Likewise the semantics of revocation involve a point-in-time change in trust status. All usages of the key afterwards are considered void; usage before that time is still acceptable. That moment is intended to capture the transition point when assertions made in the certificate are no longer true. Recall that X509 digital certificates encode statements made by the CA about an entity, such as “public key 0x1234… belongs to the organization Acme Inc which is headquartered in New York, USA.” While competent CAs are responsible for verifying the validity of these facts prior to issuance, not even the most diligent CA can escape the fact that their validity can change afterwards. For example the private-key can be compromised and uploaded to Pastebin, implying that it is no longer under sole possession of Acme. Or the company could change its name and move its business registration to Timbuktu, a location different than the state and country specified in the original certificate.  Going back to the above example of the Acme certificate valid in 2015: suppose that half-way through the calendar year Acme private-key is compromised. Clearly signatures produced after that date can not be reliably attributed to Acme: it could be Acme or it could be the miscreants that stole the private-key. On the other hand signatures made before, as determined by third-party trusted timestamp should not be affected by events that occurred later.**

In some scenarios this distinction between before/after is moot. If an email message was encrypted using the public-key found in an S/MIME certificate months ago, it is not possible for the sender to go back in time and recall the message now that the certificate is revoked. Likewise authentication happens in real-time and it is not possible to “undo” previous instances when a revoked certificate was accepted. Digital signatures on the other hand are unique: the trust status of a certificate is repeatedly evaluated at future dates when verifying a signature created in the past. Intuitively signatures created before revocation time should still be afforded full trust, while those created afterwards are considered bogus. Authenticode follows this intuition. Signatures time-stamped prior to the revocation instant continue to validate, while those produced afterwards (or lacking a time-stamp altogether) are considered invalid. The alternative does not scale: if all trust magically evaporates due to revocation, one would have to go back and re-create all signatures.

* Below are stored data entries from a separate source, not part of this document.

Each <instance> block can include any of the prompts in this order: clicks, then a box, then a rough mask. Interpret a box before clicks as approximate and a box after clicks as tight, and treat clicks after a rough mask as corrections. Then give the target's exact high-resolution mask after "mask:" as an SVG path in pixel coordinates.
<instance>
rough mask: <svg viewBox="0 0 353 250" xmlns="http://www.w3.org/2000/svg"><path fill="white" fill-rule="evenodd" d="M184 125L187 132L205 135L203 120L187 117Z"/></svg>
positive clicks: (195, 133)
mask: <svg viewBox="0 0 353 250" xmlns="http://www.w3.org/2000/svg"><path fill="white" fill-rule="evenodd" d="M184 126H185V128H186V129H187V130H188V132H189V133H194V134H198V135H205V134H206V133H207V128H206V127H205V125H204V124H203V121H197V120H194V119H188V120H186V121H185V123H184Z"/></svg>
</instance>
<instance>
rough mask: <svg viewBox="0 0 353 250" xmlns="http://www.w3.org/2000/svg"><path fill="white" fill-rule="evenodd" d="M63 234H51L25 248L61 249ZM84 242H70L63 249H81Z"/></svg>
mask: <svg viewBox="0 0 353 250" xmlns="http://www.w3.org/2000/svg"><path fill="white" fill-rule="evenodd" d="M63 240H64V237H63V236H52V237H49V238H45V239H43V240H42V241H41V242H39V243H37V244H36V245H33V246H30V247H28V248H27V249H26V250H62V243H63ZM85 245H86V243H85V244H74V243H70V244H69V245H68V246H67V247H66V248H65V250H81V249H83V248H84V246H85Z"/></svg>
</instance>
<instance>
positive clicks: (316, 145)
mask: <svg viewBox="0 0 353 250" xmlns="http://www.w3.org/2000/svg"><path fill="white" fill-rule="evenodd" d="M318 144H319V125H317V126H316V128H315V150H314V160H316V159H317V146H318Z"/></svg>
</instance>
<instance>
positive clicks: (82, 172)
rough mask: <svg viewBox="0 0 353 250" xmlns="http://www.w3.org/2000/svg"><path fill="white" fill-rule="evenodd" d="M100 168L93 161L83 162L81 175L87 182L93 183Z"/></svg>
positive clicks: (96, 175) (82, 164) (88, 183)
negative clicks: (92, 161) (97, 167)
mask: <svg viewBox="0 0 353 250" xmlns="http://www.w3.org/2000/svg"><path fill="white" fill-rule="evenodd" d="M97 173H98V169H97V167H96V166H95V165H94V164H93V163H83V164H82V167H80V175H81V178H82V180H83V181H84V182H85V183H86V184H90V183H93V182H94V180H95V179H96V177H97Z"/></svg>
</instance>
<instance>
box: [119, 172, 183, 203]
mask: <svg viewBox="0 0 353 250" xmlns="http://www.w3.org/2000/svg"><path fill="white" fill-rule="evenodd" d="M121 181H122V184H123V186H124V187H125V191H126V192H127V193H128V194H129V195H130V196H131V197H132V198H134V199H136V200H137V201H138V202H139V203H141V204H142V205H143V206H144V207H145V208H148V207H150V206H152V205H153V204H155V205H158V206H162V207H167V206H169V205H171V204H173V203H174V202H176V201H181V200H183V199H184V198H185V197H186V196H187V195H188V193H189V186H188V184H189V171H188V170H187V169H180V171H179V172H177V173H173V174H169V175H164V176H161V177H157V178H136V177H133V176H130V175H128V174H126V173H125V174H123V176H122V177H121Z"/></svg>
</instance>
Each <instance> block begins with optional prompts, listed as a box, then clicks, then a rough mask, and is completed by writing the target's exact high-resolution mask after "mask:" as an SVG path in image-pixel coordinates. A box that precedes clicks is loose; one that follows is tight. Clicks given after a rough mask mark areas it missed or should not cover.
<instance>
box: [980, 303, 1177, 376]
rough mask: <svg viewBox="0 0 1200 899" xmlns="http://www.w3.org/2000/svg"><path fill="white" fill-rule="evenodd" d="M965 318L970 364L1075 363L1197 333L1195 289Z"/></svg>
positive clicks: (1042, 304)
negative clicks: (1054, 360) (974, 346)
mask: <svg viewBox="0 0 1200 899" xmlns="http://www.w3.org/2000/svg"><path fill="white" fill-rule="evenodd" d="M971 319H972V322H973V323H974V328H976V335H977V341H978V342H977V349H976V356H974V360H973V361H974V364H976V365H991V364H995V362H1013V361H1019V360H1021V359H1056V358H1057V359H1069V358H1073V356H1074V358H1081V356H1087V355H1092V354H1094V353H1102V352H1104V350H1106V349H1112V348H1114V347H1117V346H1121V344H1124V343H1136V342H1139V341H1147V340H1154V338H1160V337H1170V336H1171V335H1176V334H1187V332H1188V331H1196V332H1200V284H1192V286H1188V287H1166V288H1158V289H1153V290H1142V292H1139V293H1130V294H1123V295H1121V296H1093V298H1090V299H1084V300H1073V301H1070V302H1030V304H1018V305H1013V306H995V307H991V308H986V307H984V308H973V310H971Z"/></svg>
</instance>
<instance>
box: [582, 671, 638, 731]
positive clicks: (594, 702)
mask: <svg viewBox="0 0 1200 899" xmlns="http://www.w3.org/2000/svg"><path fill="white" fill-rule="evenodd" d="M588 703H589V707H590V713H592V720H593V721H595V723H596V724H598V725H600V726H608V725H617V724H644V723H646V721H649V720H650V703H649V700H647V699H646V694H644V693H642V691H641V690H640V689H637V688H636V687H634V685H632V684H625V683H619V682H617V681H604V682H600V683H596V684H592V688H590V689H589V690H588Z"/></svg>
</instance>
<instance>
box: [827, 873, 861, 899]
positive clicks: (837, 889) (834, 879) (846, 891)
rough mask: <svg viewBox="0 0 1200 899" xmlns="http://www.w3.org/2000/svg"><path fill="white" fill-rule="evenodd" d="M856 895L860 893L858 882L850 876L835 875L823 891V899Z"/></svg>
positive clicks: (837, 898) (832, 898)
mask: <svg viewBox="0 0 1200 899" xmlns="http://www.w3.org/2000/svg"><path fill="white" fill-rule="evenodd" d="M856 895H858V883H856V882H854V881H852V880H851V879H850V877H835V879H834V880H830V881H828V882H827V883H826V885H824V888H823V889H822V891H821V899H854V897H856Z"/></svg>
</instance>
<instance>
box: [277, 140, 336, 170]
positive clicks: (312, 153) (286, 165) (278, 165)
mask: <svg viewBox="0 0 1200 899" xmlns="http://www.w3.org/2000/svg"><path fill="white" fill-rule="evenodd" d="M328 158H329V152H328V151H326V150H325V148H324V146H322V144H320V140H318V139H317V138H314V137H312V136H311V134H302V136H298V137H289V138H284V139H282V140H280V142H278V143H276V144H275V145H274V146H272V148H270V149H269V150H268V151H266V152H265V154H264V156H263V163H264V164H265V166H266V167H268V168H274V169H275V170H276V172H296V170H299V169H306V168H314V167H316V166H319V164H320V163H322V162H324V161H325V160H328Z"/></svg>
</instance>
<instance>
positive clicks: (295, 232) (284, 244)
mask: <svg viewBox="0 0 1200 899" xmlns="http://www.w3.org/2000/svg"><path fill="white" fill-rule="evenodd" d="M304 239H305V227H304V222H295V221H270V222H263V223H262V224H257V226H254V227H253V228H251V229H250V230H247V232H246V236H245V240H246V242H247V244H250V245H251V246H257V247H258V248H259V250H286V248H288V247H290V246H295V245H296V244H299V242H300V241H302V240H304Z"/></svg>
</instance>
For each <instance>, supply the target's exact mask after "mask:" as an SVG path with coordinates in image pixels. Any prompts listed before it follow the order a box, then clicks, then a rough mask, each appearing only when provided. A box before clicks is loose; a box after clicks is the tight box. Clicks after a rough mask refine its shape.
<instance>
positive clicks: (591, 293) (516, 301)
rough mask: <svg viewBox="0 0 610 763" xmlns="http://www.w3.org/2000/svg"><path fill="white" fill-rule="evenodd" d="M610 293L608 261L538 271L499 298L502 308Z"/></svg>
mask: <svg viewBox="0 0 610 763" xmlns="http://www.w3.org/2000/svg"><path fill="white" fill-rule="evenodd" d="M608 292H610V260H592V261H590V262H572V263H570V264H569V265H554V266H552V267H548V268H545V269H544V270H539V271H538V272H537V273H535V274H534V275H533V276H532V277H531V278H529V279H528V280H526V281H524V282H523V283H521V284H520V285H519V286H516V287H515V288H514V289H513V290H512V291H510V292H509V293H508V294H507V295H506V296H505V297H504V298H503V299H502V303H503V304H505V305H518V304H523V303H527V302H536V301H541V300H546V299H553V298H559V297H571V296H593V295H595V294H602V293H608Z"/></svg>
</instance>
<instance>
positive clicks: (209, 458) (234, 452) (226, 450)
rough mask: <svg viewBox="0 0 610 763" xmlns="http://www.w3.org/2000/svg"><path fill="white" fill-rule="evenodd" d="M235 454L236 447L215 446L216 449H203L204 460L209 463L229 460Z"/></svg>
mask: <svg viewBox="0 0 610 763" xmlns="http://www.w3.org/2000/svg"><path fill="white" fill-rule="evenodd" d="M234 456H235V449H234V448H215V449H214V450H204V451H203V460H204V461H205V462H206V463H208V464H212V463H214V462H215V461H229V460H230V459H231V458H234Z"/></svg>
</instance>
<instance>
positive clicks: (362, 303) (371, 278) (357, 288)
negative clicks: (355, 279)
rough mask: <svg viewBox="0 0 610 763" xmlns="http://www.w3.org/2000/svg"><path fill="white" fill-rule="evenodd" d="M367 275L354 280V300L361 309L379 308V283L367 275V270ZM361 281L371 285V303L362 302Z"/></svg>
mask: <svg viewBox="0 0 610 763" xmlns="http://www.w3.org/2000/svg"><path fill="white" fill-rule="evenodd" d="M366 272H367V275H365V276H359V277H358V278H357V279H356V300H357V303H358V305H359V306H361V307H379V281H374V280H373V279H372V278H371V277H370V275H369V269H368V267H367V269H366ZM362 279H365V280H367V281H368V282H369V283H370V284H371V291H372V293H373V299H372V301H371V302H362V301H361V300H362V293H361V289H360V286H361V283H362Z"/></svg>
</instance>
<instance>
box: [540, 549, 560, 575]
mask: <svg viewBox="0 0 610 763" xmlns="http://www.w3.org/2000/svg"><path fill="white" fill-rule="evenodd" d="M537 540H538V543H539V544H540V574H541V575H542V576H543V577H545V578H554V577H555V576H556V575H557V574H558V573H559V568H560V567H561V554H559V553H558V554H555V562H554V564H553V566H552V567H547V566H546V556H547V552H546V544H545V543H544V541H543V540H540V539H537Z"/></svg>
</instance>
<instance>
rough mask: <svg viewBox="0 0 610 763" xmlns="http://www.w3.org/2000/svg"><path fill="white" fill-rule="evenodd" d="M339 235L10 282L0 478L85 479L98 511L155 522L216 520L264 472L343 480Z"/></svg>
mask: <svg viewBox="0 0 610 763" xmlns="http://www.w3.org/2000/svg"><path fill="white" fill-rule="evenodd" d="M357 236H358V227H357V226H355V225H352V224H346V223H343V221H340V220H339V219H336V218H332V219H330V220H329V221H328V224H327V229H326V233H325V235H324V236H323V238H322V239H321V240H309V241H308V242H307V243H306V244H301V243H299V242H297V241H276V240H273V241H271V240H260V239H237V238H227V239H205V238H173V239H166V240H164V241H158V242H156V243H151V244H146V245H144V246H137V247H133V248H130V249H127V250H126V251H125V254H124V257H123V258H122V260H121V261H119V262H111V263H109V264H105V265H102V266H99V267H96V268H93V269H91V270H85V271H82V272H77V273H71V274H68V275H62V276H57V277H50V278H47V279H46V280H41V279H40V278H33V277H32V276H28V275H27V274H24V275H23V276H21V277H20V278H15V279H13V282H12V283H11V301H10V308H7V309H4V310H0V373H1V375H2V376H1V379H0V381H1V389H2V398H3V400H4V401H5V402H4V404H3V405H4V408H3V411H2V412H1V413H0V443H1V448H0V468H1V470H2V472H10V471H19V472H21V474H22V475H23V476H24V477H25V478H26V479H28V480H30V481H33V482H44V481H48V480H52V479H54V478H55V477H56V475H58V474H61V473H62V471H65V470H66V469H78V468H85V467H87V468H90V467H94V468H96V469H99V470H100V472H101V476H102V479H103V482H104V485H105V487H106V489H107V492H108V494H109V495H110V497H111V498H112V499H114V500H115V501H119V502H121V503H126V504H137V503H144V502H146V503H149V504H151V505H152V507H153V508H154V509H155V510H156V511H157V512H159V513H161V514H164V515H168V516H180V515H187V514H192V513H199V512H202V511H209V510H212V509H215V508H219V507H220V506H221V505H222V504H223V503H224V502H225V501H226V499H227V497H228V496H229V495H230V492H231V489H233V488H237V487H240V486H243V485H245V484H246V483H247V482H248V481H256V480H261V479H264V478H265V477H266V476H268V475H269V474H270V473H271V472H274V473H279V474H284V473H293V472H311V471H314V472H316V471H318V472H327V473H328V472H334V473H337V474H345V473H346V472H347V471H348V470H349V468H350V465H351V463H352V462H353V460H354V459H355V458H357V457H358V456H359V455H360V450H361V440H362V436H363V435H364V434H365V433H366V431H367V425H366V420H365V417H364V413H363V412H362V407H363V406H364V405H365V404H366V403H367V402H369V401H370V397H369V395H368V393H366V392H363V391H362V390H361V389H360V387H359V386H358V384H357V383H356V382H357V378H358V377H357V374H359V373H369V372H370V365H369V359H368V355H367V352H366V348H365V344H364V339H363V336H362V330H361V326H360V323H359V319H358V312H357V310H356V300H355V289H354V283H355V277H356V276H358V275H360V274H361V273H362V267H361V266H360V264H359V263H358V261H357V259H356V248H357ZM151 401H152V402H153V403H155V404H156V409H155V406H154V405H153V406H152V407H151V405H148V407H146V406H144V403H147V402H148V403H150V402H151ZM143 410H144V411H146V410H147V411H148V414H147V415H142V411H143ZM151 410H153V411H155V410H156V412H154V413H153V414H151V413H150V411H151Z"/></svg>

To the extent that there is a problem here, it is an operational error on the part of CAs in choosing the revocation time. When software publishers are caught red-handed signing malware and this behavior is reported to certificate authorities, it appears that CAs are setting revocation date to the time of the report, as opposed to all the way back to original issuance time of the certificate. That means signed malware still continues to validate successfully according to Authenticode policy, as long as the crooks remembered to timestamp their signatures. (Not exactly a high-bar for crooks, considering that Verisign and others also operate free, publicly accessible time-stamping services.) The paper recommends “hard-revocation” which is made-up terminology for setting revocation time all the way back to issuance time of the certificate, or more precisely the notBefore date. This is effectively saying some assertion made in the certificate was wrong to begin with and the CA should never have issued it in the first place. From a pragmatic stance, that will certainly have the intended effect of invalidating all signatures. No unsuspecting user will accidentally trust the application because of a valid signature. (Assuming of course that users are not overriding Authenticode warnings. Unlike the case of web-browser SSL indicators which have been studied extensively, there is comparatively little research on whether users pay attention to code-signing UI.) While that is an admirable goal, this ambitious project to combat malware by changing CAs behavior is predicated on misunderstanding of what code-signing and digital certificates stand for.

[continued]

CP

** In practice this is complicated by the difficulty of determining precise time of key-compromise and typically involves conservatively estimating on the early side.